The now 28-year-old has accomplished a lot since then - a master's degree in national security; a demanding job in the APS; a role on the board of Canteen; fulfilling, lifelong friendships.
But there's still an emptiness.
"When I graduated high school, mum wasn't there. When I went to uni, mum wasn't there. Graduation, I didn't get to share that," Mr Dondas said.
"When I got my first real full-time job here in the public service in Canberra, that was one of the best days of my life, but bittersweet knowing that mum wasn't around.
"[She wouldn't] know that all the sacrifices that she'd made, it was worth it."
Only 12 years after Saluna died, the Department of Health has declared Australia on track to become the first country in the world to eliminate cervical cancer.
The medical services advisory committee recently recommend the government make self-collection universally available.
This a method of testing where people swab themselves with stick, like one used in a Covid test.
According to the Royal Australia College of General Practitioners, 80 per cent of people who develop cervical cancer in Australia are under-screened or never screened.
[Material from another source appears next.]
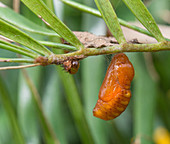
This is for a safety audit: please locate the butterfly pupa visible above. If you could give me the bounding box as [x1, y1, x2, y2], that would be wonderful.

Mr Dondas' mother relapsed when he was only 14, leading to years of chemotherapy, radiotherapy and hospice care.
"She was really hard on all of us that we had to step up and be prepared for a time that she wasn't going to be around. You know that the end is coming, but you don't know when exactly," he said.
"That was probably the hardest point, knowing that it was coming."
He said the support of children's cancer charity Canteen got him through.
"It was somewhere I didn't have to pretend or hide how I was feeling about my mum's cancer diagnosis," he said.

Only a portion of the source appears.